Families harvest sea salt from shallow pools.
©HTA | Robert Coello
Listed on the state and national registers of historic places, it now houses Banana Patch Studio, her gallery and working ceramic studio, and Banana Patch Press, which publishes children’s books by her and her pediatrician husband, Terry. Over the past decade, largely spurred by Carolan, Hanapēpē has been undergoing a revitalization that has bonded residents. Artists have given 11 of the town’s historic buildings new life as galleries. The 1.5-mile self-guided Historic Hanapēpē Walking Tour spotlights 69 significant sites in town.

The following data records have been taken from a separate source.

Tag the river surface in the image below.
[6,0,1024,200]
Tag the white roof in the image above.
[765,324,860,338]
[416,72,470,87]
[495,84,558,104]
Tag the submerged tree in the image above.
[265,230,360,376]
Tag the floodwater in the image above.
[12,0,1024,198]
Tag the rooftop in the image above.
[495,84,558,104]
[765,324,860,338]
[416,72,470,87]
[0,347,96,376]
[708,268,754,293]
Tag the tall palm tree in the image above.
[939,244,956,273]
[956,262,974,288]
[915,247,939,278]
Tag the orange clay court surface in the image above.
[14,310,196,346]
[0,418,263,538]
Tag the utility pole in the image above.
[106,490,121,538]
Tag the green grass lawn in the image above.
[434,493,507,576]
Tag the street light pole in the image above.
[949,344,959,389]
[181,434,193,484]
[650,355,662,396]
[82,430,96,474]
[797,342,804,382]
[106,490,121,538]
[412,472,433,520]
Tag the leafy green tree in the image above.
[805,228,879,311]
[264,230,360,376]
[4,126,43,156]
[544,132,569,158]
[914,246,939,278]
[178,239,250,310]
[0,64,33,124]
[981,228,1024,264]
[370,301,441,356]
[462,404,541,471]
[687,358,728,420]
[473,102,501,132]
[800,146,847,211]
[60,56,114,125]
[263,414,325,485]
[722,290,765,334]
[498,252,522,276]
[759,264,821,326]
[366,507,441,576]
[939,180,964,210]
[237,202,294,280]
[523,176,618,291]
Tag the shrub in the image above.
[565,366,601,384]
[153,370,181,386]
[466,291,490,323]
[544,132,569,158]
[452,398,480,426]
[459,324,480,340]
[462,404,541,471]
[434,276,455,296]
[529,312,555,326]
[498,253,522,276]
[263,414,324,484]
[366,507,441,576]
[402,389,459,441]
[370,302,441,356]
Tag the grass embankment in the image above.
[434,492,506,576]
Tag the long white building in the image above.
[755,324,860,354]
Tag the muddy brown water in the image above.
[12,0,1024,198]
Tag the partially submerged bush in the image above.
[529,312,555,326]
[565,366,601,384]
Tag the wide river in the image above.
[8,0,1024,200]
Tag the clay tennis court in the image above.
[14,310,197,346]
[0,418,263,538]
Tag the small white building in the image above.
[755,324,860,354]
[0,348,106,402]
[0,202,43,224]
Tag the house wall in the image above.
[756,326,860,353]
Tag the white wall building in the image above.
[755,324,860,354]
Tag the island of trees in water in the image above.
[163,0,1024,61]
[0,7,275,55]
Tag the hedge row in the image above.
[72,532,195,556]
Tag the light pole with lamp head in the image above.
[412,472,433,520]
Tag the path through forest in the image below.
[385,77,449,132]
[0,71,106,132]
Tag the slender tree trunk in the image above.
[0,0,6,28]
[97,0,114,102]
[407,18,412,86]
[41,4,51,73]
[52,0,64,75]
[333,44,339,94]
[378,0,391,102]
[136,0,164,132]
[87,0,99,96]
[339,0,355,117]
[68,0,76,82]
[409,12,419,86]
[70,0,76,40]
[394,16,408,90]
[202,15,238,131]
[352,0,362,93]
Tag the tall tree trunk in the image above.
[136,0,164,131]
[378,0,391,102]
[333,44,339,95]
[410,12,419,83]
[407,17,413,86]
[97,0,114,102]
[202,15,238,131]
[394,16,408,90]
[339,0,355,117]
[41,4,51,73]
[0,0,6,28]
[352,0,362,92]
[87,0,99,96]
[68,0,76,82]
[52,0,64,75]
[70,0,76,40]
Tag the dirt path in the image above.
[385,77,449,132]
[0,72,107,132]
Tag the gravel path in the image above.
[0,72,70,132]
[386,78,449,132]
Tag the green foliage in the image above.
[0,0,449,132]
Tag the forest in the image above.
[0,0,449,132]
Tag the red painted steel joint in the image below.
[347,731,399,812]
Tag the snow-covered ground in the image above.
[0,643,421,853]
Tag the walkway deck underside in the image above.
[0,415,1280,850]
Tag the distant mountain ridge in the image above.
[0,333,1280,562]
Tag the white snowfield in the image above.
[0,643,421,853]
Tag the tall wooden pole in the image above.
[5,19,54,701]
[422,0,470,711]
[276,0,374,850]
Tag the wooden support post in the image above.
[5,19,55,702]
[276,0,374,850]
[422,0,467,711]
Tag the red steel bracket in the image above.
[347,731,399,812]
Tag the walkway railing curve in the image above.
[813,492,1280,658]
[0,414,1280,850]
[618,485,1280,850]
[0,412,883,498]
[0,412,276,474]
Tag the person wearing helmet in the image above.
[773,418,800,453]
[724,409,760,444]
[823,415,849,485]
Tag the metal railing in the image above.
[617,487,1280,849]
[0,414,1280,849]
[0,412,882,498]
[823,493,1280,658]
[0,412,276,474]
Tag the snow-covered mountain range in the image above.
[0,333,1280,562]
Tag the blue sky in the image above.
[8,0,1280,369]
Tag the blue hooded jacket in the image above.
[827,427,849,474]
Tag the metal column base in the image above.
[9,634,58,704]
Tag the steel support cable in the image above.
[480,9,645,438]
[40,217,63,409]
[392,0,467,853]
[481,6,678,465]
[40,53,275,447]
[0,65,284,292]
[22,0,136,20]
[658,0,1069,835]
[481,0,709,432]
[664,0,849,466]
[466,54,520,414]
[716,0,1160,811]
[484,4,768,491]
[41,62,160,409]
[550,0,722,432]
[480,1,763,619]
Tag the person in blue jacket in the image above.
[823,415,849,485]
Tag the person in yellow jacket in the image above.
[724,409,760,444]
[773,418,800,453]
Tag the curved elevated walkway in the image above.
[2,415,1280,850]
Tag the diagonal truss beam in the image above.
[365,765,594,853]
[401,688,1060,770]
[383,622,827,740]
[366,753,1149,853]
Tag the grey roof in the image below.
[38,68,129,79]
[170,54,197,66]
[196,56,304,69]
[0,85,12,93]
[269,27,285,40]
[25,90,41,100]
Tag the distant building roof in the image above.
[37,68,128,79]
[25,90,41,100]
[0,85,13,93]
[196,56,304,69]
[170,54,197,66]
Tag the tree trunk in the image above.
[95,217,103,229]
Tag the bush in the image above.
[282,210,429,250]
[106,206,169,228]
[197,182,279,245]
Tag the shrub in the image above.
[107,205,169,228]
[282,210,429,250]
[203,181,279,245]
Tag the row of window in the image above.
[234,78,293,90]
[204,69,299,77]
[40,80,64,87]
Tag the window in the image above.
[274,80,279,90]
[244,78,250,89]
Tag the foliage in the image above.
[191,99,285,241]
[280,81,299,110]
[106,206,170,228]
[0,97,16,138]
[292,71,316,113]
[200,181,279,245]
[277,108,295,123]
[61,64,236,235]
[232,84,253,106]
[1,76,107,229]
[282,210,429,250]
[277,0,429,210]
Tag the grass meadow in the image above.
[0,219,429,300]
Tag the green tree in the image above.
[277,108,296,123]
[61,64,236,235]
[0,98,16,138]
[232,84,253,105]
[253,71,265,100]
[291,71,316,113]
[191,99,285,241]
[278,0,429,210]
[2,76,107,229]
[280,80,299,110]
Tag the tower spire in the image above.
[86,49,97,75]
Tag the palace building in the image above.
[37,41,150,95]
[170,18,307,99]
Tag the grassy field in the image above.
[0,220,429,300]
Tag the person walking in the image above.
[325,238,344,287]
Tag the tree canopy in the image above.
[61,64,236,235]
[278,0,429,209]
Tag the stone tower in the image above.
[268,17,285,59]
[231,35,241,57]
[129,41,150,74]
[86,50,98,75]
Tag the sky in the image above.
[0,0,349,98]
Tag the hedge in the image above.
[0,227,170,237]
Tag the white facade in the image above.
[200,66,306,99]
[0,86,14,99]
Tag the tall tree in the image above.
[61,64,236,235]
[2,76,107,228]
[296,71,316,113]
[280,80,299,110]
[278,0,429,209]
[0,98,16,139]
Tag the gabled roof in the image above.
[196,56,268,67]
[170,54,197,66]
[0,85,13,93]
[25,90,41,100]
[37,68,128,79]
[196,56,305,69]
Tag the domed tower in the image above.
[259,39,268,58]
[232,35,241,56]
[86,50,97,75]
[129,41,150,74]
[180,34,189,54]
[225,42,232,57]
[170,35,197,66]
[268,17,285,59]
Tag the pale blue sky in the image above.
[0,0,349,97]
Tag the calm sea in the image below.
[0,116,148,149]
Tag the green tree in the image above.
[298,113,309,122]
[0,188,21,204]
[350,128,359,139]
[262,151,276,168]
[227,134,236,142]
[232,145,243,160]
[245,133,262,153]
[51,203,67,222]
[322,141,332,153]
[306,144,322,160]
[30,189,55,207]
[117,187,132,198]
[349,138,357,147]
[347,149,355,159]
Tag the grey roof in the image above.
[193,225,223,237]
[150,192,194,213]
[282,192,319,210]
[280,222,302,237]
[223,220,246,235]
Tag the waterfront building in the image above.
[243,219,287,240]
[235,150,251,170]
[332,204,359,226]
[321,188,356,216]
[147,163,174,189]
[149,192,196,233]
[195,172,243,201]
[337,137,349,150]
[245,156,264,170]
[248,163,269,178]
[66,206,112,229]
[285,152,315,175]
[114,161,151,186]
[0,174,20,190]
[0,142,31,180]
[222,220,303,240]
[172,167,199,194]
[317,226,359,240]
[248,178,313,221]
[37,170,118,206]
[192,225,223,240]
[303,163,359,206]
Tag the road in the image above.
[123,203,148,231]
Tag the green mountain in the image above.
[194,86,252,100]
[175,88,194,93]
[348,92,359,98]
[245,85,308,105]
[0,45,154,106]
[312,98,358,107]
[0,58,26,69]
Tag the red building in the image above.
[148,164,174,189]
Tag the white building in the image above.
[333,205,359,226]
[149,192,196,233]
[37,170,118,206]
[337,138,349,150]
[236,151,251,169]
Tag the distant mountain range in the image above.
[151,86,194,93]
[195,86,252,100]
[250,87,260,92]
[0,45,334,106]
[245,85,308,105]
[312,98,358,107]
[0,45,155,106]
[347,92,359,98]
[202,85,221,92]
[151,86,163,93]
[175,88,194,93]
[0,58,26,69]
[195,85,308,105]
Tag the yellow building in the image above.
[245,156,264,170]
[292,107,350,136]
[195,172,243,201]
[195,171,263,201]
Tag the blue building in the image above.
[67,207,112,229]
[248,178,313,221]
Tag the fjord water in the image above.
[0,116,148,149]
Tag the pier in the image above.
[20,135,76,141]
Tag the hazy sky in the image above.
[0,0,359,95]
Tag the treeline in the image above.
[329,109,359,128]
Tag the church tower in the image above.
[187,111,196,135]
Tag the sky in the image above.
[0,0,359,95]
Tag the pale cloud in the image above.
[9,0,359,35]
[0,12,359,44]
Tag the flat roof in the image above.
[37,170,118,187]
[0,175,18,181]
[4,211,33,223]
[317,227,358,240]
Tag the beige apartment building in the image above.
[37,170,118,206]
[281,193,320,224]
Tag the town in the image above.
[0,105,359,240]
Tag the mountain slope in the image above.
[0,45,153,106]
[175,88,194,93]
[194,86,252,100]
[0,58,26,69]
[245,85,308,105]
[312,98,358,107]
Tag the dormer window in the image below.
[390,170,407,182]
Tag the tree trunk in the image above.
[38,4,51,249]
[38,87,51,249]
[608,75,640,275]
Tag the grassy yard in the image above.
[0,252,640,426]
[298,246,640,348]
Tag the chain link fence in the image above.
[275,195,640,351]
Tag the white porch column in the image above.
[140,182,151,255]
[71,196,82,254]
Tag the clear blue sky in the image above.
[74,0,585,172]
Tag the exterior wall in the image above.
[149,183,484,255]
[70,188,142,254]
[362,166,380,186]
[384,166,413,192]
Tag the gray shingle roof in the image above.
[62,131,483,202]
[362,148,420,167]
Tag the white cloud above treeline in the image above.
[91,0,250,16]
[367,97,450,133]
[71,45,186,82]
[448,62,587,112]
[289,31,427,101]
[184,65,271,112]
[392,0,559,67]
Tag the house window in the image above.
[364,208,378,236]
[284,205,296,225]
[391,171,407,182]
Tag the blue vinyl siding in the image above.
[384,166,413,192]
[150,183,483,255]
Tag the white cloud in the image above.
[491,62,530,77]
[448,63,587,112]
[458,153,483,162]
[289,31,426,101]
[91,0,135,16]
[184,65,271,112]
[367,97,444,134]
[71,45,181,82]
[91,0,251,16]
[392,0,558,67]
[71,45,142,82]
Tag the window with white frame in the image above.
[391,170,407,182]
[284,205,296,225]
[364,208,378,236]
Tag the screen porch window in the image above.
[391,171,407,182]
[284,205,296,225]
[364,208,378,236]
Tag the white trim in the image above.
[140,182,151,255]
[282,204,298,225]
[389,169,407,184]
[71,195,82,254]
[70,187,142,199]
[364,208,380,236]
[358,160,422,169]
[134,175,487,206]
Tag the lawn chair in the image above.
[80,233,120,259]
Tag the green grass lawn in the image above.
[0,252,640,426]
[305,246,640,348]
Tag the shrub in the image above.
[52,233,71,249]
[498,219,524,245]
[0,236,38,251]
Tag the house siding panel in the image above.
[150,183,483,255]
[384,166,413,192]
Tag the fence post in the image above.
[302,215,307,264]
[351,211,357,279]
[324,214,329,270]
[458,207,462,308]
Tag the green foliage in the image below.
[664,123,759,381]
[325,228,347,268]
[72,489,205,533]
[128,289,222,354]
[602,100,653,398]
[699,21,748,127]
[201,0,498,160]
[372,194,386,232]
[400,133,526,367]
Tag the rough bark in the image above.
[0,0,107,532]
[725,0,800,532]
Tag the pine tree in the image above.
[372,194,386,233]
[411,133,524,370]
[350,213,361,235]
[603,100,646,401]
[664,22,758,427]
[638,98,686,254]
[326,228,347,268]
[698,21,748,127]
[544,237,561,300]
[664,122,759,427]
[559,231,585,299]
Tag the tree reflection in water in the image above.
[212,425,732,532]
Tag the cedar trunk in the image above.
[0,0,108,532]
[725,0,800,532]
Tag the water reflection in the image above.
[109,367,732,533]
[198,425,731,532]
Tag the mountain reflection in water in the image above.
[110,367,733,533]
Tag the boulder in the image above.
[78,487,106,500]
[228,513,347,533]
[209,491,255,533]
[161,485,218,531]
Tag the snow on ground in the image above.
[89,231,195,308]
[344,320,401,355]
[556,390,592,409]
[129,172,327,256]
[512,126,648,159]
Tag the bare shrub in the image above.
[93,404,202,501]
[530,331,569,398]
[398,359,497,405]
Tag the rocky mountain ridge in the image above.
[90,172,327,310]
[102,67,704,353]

Among these is the Storybook Theatre (built in 1932), a TV studio and theater focusing on children’s activities.
Originally a Chinese restaurant that offered taxi dancing, it’s nicknamed “Sparky’s Place” after the late Masayuki “Spark” Matsunaga, the former U.S. Senator from Hawai‘i who was born and raised in Hanapēpē. “As an artist, I see Hanapēpē’s potential—what it could become with all its buildings restored and back in use,” Carolan says. “Historic restoration is usually a costly, time-consuming endeavor, but I believe there’s mana (spirit) in our wonderful old buildings that makes every minute and penny of that effort worthwhile.”